Frank Solivan & Dirty Kitchen: (from left) Stefan Custodi, Mike Munford, Frank Solivan, Lincoln Meyers: coming out of nowhere, bound full-steam ahead for glory.

Out Of The Box, Bound For Glory
By David McGee

Fiddlemon Music

You know you’ve got something going for you when the dobro master nonpareil Rob Ickes ordains you “the best new bluegrass band.” Guess what? The estimable Mr. Ickes may have understated the case, if the level of playing, writing and singing on Frank Solivan & Dirty Kitchen’s self-titled debut is any indication. (Modesto, CA, native Solivan, who previously worked with the U.S. Navy’s highly regarded Country Current country/bluegrass band, had two solo albums to his credit before forming Dirty Kitchen.) Cue up the hard charging album opener,”Driftin’ Apart”—an incisive account of a couple coming undone from a thousand little wounds over the years and now paying the price “for lustful pleasures”—and once past the ferocity of the playing—an energizing wash of sound with the banjo, fiddle and mandolin all jumping in and out of the soundscape for pointed solos and engaging each other as well in spirited dialogue—the literacy of the lyrics begins sinking in, and you get jazzed all over again. Solivan doesn’t go for easy rhymes or conventional scenarios of love and loss; rather, in the details he suggests more complex and layered levels of insight, acknowledging the mystery of romantic bondings and the awful hurt of uncouplings, while also addressing topical issues along the way, in language both direct and poetic.

Frank Solivan & Dirty Kitchen, ‘Together We’ll Fly,’ a song about ‘new beginnings with the one you love,’ from the band’s debut album. Live at the 2010 Kootenai River Bluegrass Festival, July 16, 2010, Troy, Montana.

Solivan and his mates do this in both original Solivan songs—he might be the best new bluegrass songwriter, too, come to think of it—and some spot-on covers that might have been penned expressly for him and Dirty Kitchen. As deeply telling as Solivan’s breakup songs are, John Stewart’s beautiful “July, You’re a Woman,” a galloping, keening entry rich in fiddle and infectious “na-na-na-na” lyrical fillips—as well as a delightfully serpentine mandolin flight by Solivan himself—is a triumphantly buoyant and heartwarming a love song, with the slightest tinge of bittersweet humor. Love of a different type—that of pure, unbroken friendship reaching across the years—comes from the pen of Solivan’s cousin, Charles Tyson Smith, in the lilting, pastoral “Hello Friend,” and Solivan modulates his vocal just so, to emphasize the warmth and affection emanating from a fleeting encounter with someone he’s close to spiritually, if distant from geographically. Still another aspect of love is explored in the breezy “Together We’ll Fly,” a statement of purpose in which Solivan admits to being his own worst enemy—“I’ve been pinned way too long/to a course I knew was wrong”—but vows to get focused and find a successful path, contingent upon his beloved standing by him along the way. In what seems to be typical Solivan fashion, he takes potentially hackneyed sentiments and finds a fresh twist to turn them to his lyrical advantage: “it’s time to go out and do my thing/I don’t need a prayer or a wing/all I need is you by my side/and together we’ll fly” and “I ain’t scared of working hard/I’ll keep it real and do my part/all I need is you by my side/and together we’ll fly.” Not to be discounted, either, is an exquisitely lyrical instrumental passage in mid-song, in which the flatpicked guitar of Lincoln Meyers, Solivan’s high-spirited mandolin frolic and equally stirring fiddle support, Stefan Custodi’s solid, thumping bass, and the ebullient five-string banjo of Mike Munford underscore the self-affirming scenario Solivan offers in his lyrics.

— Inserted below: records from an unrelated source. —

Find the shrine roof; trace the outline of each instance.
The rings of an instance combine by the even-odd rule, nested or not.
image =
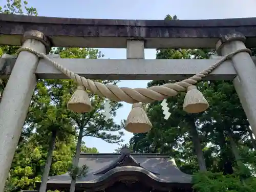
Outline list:
[[[152,183],[157,183],[165,188],[169,187],[170,184],[190,184],[191,181],[191,176],[182,172],[174,159],[159,154],[130,154],[127,149],[123,149],[120,154],[81,154],[78,165],[85,164],[89,167],[89,172],[86,177],[77,179],[78,187],[82,186],[90,189],[99,185],[97,190],[101,189],[102,186],[110,184],[110,182],[114,182],[117,178],[119,181],[133,179],[127,179],[129,177],[137,177],[137,180],[147,183],[151,180]],[[71,177],[66,173],[50,177],[47,185],[52,189],[63,188],[68,187],[70,183]]]

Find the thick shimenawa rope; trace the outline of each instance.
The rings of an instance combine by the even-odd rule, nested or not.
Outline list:
[[[155,86],[147,89],[131,89],[125,87],[118,88],[114,85],[104,85],[98,82],[94,82],[90,79],[87,79],[83,77],[81,77],[63,67],[48,57],[45,54],[39,53],[27,47],[20,48],[17,51],[17,54],[18,54],[22,51],[29,51],[36,54],[38,57],[42,58],[50,61],[62,73],[71,79],[74,80],[79,86],[84,86],[86,89],[90,91],[92,94],[97,94],[102,97],[106,97],[112,101],[125,101],[129,103],[137,102],[150,103],[154,101],[162,100],[168,97],[175,96],[178,94],[178,92],[184,92],[188,87],[195,84],[201,81],[203,78],[210,73],[222,62],[231,59],[236,54],[242,52],[246,52],[251,54],[251,52],[249,49],[246,48],[241,49],[224,56],[220,60],[209,67],[207,69],[188,79],[175,83],[166,83],[162,86]],[[242,65],[242,63],[241,65]]]

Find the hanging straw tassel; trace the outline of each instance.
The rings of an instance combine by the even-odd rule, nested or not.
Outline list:
[[[78,86],[68,102],[68,109],[76,113],[89,112],[92,109],[91,101],[84,86]]]
[[[184,111],[190,113],[197,113],[205,111],[208,107],[207,101],[196,86],[191,86],[187,88],[184,99]]]
[[[133,104],[125,126],[125,130],[133,133],[146,133],[151,129],[152,124],[141,103]]]

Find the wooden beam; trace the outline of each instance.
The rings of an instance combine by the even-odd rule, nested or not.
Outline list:
[[[145,48],[215,48],[221,35],[239,32],[255,47],[256,18],[205,20],[124,20],[0,14],[0,45],[20,46],[24,33],[36,30],[53,47],[126,48],[129,39]]]
[[[113,80],[182,80],[207,69],[221,58],[217,56],[211,59],[86,59],[56,57],[51,56],[55,61],[79,75],[92,79]],[[255,57],[252,58],[255,62]],[[3,66],[6,66],[4,74],[1,75],[2,78],[10,75],[15,61],[15,58],[13,58],[0,59],[0,71]],[[40,59],[35,73],[38,78],[68,78],[44,59]],[[231,80],[236,75],[231,61],[226,61],[205,79]]]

Frank Solivan & Dirty Kitchen, live at a house concert in Sharon, MA, perform John Stewart’s ‘July, You’re a Woman, a buoyant, heartwarming love song, with the slightest tinge of bittersweet humor. A memorable cover from the band’s first album.

Leaving this theme, Solivan contributes two slice-of-life dramas of real impact. “Tarred and Feathered,” with John Cowan adding his distinctive crying tenor to enhance the song’s anxious mood, is a howl from the other side of the footlights, where glamour and celebrity are less a blessing than a curse to the working musician, who’s become weary of “two-faced women,” the nomadic lifestyle and the routine indignities of “picking my strings from town to town.” Tuneful though it is, this song is relentless in its bleak portrait of the wandering troubadour’s life. Even more abject is the homeless man Solivan depicts in “Left Out In the Cold,” a decorated war veteran haunted by the horrors of battle, ignored by passersby, alone in the world after a drunk driver killed his wife and son, now struggling to get by on the street. Needless to say, this isn’t one of those happy sounding bluegrass tunes that masks a tale of woe—the music is dark, ominous and borne ceaselessly ahead without relief, much as the days are for the homeless protagonist, with an instrumental break featuring Solivan’s ruminative, atmospheric mandolin conjuring textures both tender and tearful.

Given how Solivan tests his characters in various ways in his own songs, how appropriate for he and his mates to close with a Stanley Brothers tune, “Paul and Silas,” a couple of fellows who knew from being tested. Based on the Biblical tale and using the repeated refrain, “Who shall deliver for me?” the song’s spiritual yearning, its subjects’ resilience and its ultimate victorious uplift in bracing four-part southern gospel harmony make it the perfect benediction for a truly stunning debut effort. I would say “remember the name—Frank Solivan & Dirty Kitchen,” except that anyone who hears even a bit of this music will never forget its point of origin. Talk about a band coming out of nowhere and bound for greater glory, this is it.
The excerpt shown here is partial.